Joint NPA and CCA statement reacting to the NHS Long Term Workforce Plan

The NHS Long Term Workforce Plan announced:

  • An expansion of training places for pharmacists by 29% to around 4,300 by 2028/29 and an ambition for training places to reach around 5,000 places by 2031/32
  • An expansion of the Additional Roles Reimbursement Scheme which will be “carefully managed taking into account additional training of pharmacists, to ensure the growth in workforce is sustainable, and considers the additional capacity required to staff roles across primary care”.

It also reaffirms existing plans around Independent Prescribing, the use of technology in primary care and the better use of skill mix within pharmacy teams, including pharmacy technicians.

Following the workforce plan’s publication, the following joint statement was issued by the Chief Executive of the CCA, Malcolm Harrison and Chief Executive of the NPA, Mark Lyonette:

“We are pleased to see the community pharmacy workforce included in both the plan and the associated modelling.  The NHS now explicitly recognises the need for more pharmacists, to match ever-increasing patient demand and the development of clinical services.

“By including the pharmacy workforce within the scope of the plan, the NHS is recognising the importance of integrating the third largest healthcare profession in strategic, long term planning.  

“We are doubtful about the decision to continue funding of the Additional Roles Reimbursement Scheme (ARRS).  ARRS only makes sense if it is adding capacity to the primary care system, not stripping capacity from other community and secondary care settings. However, the plan does at least recognise the need to “carefully manage” the expansion of ARRS and consider the additional capacity required to staff roles across primary care. We have consistently called for the impact on community pharmacies to be mitigated and we now look forward to further details. 

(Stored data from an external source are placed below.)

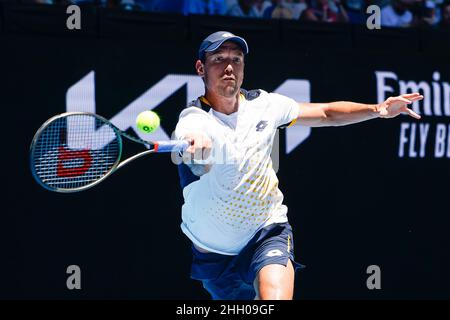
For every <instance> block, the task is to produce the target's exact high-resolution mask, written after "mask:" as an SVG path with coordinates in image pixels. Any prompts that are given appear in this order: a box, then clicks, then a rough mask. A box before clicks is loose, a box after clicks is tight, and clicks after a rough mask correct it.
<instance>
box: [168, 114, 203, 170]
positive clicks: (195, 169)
mask: <svg viewBox="0 0 450 320" xmlns="http://www.w3.org/2000/svg"><path fill="white" fill-rule="evenodd" d="M188 109H191V108H188ZM188 109H185V110H183V112H182V113H181V114H180V119H179V121H178V124H177V126H176V129H175V137H176V138H177V139H182V140H188V141H190V143H191V145H190V146H189V147H188V148H187V149H186V151H185V152H184V153H183V157H182V159H183V162H184V163H185V164H186V165H187V166H188V167H189V168H190V169H191V171H192V173H194V174H195V175H197V176H201V175H203V174H205V173H207V172H208V171H209V170H210V168H211V164H210V163H209V162H208V161H207V160H208V158H209V156H210V154H211V149H212V141H211V138H210V137H209V135H208V134H207V131H208V130H207V123H208V120H209V119H208V116H207V114H206V113H205V112H204V111H202V110H198V109H191V110H188Z"/></svg>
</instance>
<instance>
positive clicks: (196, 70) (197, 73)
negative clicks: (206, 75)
mask: <svg viewBox="0 0 450 320" xmlns="http://www.w3.org/2000/svg"><path fill="white" fill-rule="evenodd" d="M195 71H197V74H198V75H199V76H200V77H203V76H204V75H205V66H204V64H203V63H202V62H201V61H200V60H197V62H195Z"/></svg>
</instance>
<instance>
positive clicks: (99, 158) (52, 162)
mask: <svg viewBox="0 0 450 320" xmlns="http://www.w3.org/2000/svg"><path fill="white" fill-rule="evenodd" d="M120 153H121V141H120V138H118V136H117V134H116V132H115V131H114V130H113V129H112V128H111V126H109V125H108V124H107V123H105V122H104V121H102V120H101V119H99V118H96V117H95V116H93V115H86V114H75V115H69V116H66V117H61V118H57V119H55V120H54V121H52V122H51V123H50V124H48V125H47V126H46V127H45V128H44V129H43V130H42V131H41V133H40V136H39V137H38V138H37V140H36V141H35V144H34V150H33V165H34V168H35V175H36V176H37V177H38V178H39V179H40V181H41V182H42V183H43V184H45V185H46V186H48V187H49V188H51V189H59V190H64V189H66V190H73V189H78V188H82V187H85V186H87V185H90V184H92V183H94V182H96V181H98V180H99V179H101V178H102V177H104V176H105V175H106V174H108V173H109V172H110V171H111V170H112V169H113V168H114V166H115V164H116V162H117V161H118V159H119V157H120Z"/></svg>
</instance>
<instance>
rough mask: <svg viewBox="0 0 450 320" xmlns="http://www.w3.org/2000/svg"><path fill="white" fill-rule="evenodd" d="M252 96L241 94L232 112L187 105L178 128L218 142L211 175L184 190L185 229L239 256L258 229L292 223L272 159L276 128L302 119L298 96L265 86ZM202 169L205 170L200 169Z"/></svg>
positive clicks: (179, 120) (188, 237)
mask: <svg viewBox="0 0 450 320" xmlns="http://www.w3.org/2000/svg"><path fill="white" fill-rule="evenodd" d="M259 92H260V94H259V96H257V97H256V98H254V99H252V100H246V99H245V98H244V96H242V95H241V98H240V100H239V108H238V111H236V112H235V113H233V114H230V115H226V114H223V113H220V112H217V111H214V110H213V109H212V108H211V109H210V110H209V112H206V111H204V110H202V109H201V108H198V107H195V106H192V107H188V108H186V109H184V110H183V111H182V112H181V114H180V116H179V121H178V124H177V126H176V129H175V136H176V138H177V139H182V138H183V137H184V136H185V135H186V134H187V133H188V132H203V133H205V134H207V135H208V136H209V137H210V138H211V139H212V142H213V147H212V155H211V157H210V158H209V159H208V160H206V161H203V162H202V161H199V162H196V163H195V164H193V165H189V167H190V168H191V169H193V168H194V167H198V166H201V167H203V164H205V163H207V164H209V165H211V168H210V170H209V171H208V172H207V173H204V174H202V173H203V172H201V170H192V171H193V172H194V173H196V174H197V175H200V179H199V180H197V181H194V182H192V183H190V184H189V185H187V186H186V187H185V188H184V189H183V197H184V204H183V206H182V223H181V229H182V231H183V232H184V234H186V236H187V237H188V238H189V239H190V240H191V241H192V242H193V243H194V244H196V245H197V246H199V247H200V248H203V249H205V250H208V251H211V252H216V253H220V254H225V255H236V254H238V253H239V252H240V250H241V249H242V248H243V247H245V245H246V244H247V242H248V241H249V240H250V239H251V238H252V237H253V236H254V235H255V233H256V232H258V230H260V229H261V228H263V227H265V226H268V225H270V224H273V223H283V222H287V221H288V219H287V207H286V206H285V205H283V194H282V193H281V191H280V189H279V188H278V178H277V176H276V174H275V171H274V169H273V168H272V159H271V157H270V154H271V151H272V146H273V141H274V137H275V134H276V129H277V128H278V127H280V126H282V125H286V124H289V123H291V122H293V121H294V120H296V119H297V117H298V114H299V107H298V104H297V102H295V101H294V100H293V99H291V98H288V97H285V96H282V95H279V94H276V93H267V92H265V91H263V90H259ZM199 172H201V173H199Z"/></svg>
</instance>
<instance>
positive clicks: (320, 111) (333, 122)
mask: <svg viewBox="0 0 450 320" xmlns="http://www.w3.org/2000/svg"><path fill="white" fill-rule="evenodd" d="M422 99H423V96H422V95H420V94H419V93H417V92H416V93H409V94H403V95H400V96H397V97H390V98H388V99H386V101H384V102H383V103H380V104H362V103H355V102H348V101H338V102H330V103H298V107H299V116H298V118H297V123H298V124H301V125H304V126H308V127H325V126H343V125H348V124H352V123H358V122H362V121H366V120H370V119H375V118H393V117H396V116H398V115H399V114H402V113H403V114H408V115H410V116H411V117H414V118H416V119H420V115H418V114H417V113H415V112H414V111H413V110H411V109H409V108H408V105H409V104H411V103H413V102H414V101H417V100H422Z"/></svg>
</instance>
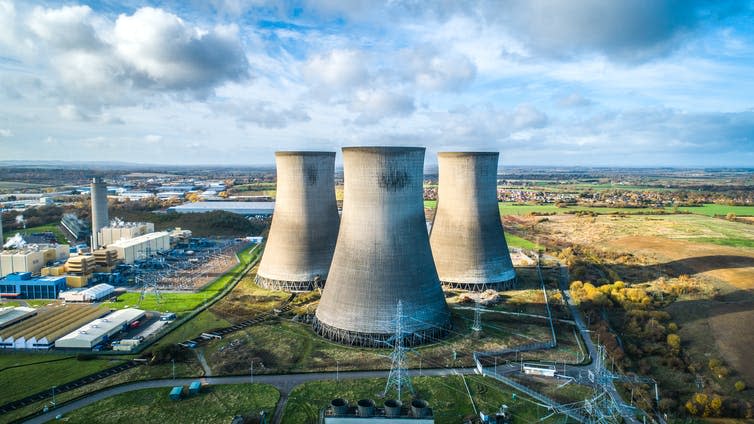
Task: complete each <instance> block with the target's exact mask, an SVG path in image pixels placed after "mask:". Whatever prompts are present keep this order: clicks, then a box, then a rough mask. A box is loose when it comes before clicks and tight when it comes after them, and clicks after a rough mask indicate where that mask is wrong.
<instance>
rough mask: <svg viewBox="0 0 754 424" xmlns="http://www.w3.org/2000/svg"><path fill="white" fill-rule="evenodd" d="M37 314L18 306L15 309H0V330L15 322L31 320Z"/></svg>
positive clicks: (7, 326) (19, 306)
mask: <svg viewBox="0 0 754 424" xmlns="http://www.w3.org/2000/svg"><path fill="white" fill-rule="evenodd" d="M36 314H37V310H36V309H34V308H27V307H25V306H18V307H15V308H0V329H2V328H5V327H9V326H11V325H13V324H15V323H17V322H21V321H23V320H25V319H27V318H31V317H33V316H34V315H36Z"/></svg>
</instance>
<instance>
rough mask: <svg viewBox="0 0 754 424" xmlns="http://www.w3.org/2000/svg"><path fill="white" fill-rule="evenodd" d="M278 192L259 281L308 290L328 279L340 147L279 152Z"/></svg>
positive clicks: (264, 252)
mask: <svg viewBox="0 0 754 424" xmlns="http://www.w3.org/2000/svg"><path fill="white" fill-rule="evenodd" d="M275 162H276V165H277V195H276V199H275V212H274V214H273V216H272V226H271V227H270V234H269V237H268V238H267V244H266V246H265V249H264V254H263V256H262V262H261V263H260V264H259V271H258V272H257V277H256V281H257V284H259V285H260V286H262V287H265V288H268V289H275V290H287V291H306V290H312V289H313V288H315V287H321V286H322V285H323V284H324V283H325V280H326V279H327V275H328V271H329V269H330V262H331V261H332V255H333V250H334V249H335V241H336V240H337V237H338V223H339V221H340V218H339V216H338V205H337V203H336V202H335V152H276V153H275Z"/></svg>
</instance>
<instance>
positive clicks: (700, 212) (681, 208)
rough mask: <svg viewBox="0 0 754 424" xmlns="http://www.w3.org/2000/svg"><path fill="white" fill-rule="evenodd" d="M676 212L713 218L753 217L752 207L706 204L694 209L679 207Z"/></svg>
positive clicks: (752, 206) (683, 207)
mask: <svg viewBox="0 0 754 424" xmlns="http://www.w3.org/2000/svg"><path fill="white" fill-rule="evenodd" d="M678 210H681V211H684V212H688V213H693V214H697V215H706V216H715V215H721V216H725V215H727V214H729V213H732V214H735V215H736V216H754V206H728V205H717V204H706V205H704V206H696V207H680V208H678Z"/></svg>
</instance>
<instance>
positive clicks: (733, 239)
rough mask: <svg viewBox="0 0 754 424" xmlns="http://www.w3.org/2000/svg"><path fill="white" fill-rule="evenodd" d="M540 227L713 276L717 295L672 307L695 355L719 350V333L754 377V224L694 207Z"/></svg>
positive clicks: (523, 218) (695, 300) (677, 305)
mask: <svg viewBox="0 0 754 424" xmlns="http://www.w3.org/2000/svg"><path fill="white" fill-rule="evenodd" d="M521 221H523V222H524V223H521ZM529 221H534V218H517V219H516V220H515V221H512V218H511V219H509V226H516V225H517V223H518V226H519V228H528V227H527V226H526V224H525V222H529ZM535 231H536V233H537V234H538V235H541V236H542V237H549V239H550V240H551V241H563V242H568V243H574V244H577V245H581V246H587V247H590V248H593V249H596V250H600V251H605V252H619V253H623V254H631V255H635V256H637V257H640V258H643V260H644V261H645V263H646V265H644V268H648V269H651V268H649V267H653V266H657V265H659V266H661V267H662V268H663V269H664V270H665V272H667V273H670V275H675V276H679V275H683V274H687V275H690V276H692V277H693V278H697V279H701V281H708V282H709V283H710V284H713V285H714V287H716V289H717V290H718V291H719V295H718V296H717V297H712V298H706V299H690V300H684V301H677V302H675V303H673V304H672V305H671V306H670V307H668V309H667V310H668V312H670V313H671V315H672V316H673V319H675V320H677V321H678V322H679V324H680V325H681V332H680V335H681V338H682V339H683V340H684V341H685V349H686V350H687V351H688V352H689V353H691V354H692V356H694V355H696V357H698V358H700V359H699V360H702V359H701V358H704V357H705V355H710V354H713V352H710V335H712V341H713V344H714V346H715V348H716V349H715V350H716V351H717V352H718V353H719V354H720V355H721V357H722V358H723V359H724V360H725V362H726V363H728V364H729V365H731V366H732V367H734V368H735V369H736V370H737V371H738V372H740V373H741V376H742V377H744V378H746V380H747V381H748V383H749V384H754V372H752V367H749V366H748V364H750V363H751V361H752V360H754V356H753V355H754V354H753V353H752V351H751V349H750V346H749V344H750V343H748V342H747V341H750V340H754V326H752V325H750V324H746V322H747V320H749V321H748V322H749V323H750V322H751V319H752V315H751V313H750V310H751V305H754V291H753V290H754V246H753V245H752V243H753V242H754V226H752V225H749V224H745V223H741V222H730V221H727V220H723V219H717V218H710V217H706V216H703V215H690V214H688V215H663V216H638V215H633V216H626V217H619V216H610V215H604V216H598V217H578V216H567V215H558V216H551V217H549V219H548V220H547V221H545V222H540V223H538V224H536V230H535ZM526 237H528V238H532V235H531V234H527V235H526ZM654 264H656V265H654ZM616 277H617V278H627V277H628V276H627V275H623V276H622V275H617V276H616ZM628 281H629V282H630V281H631V280H630V279H629V280H628ZM640 282H641V281H640ZM747 308H748V311H747Z"/></svg>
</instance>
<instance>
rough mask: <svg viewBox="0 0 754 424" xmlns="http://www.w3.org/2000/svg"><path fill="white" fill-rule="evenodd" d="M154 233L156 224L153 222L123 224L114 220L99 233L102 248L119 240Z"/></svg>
mask: <svg viewBox="0 0 754 424" xmlns="http://www.w3.org/2000/svg"><path fill="white" fill-rule="evenodd" d="M153 232H154V224H153V223H151V222H123V221H120V220H113V222H111V223H110V225H108V226H107V227H103V228H102V229H101V230H99V232H98V233H97V240H98V241H99V244H100V246H108V245H110V244H112V243H115V242H116V241H118V240H129V239H132V238H136V237H139V236H143V235H145V234H149V233H153Z"/></svg>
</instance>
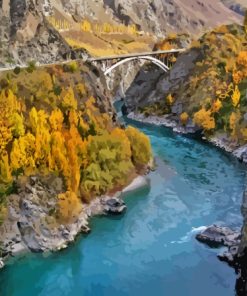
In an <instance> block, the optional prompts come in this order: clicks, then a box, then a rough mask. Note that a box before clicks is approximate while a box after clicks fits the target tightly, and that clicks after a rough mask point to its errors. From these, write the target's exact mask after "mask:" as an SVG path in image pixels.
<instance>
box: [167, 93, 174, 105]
mask: <svg viewBox="0 0 247 296" xmlns="http://www.w3.org/2000/svg"><path fill="white" fill-rule="evenodd" d="M166 103H167V104H168V105H169V106H172V105H173V103H174V98H173V96H172V95H171V94H169V95H168V96H167V97H166Z"/></svg>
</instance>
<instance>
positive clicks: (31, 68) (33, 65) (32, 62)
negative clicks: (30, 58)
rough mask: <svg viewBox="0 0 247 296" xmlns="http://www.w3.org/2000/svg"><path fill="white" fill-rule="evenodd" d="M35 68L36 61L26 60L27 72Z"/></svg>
mask: <svg viewBox="0 0 247 296" xmlns="http://www.w3.org/2000/svg"><path fill="white" fill-rule="evenodd" d="M35 69H36V62H35V61H30V62H28V67H27V72H28V73H32V72H33V71H34V70H35Z"/></svg>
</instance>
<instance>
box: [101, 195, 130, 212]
mask: <svg viewBox="0 0 247 296" xmlns="http://www.w3.org/2000/svg"><path fill="white" fill-rule="evenodd" d="M126 208H127V207H126V205H125V203H124V202H123V200H121V199H119V198H110V199H107V200H106V201H105V202H104V212H105V213H107V214H114V215H119V214H122V213H123V212H124V211H125V210H126Z"/></svg>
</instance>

“Any action must be coordinated at a national as well as ICB-level, if it is to be truly effective, and to prevent systems competing against each other for resources.

“First announced back in 2021, Independent Prescribing (IP) changes will create a once in a generation opportunity – the NHS must now be clearer on the opportunities prescribing pharmacists will have in the future. Plans to upskill the existing workforce to become IPs must also gather pace, the need is now and we must work together to realise opportunity.

“Efforts to boost skill mix, including the use of pharmacy technicians are welcome. Technicians should be added to the list of healthcare professionals who can work under a Patient Group Direction”.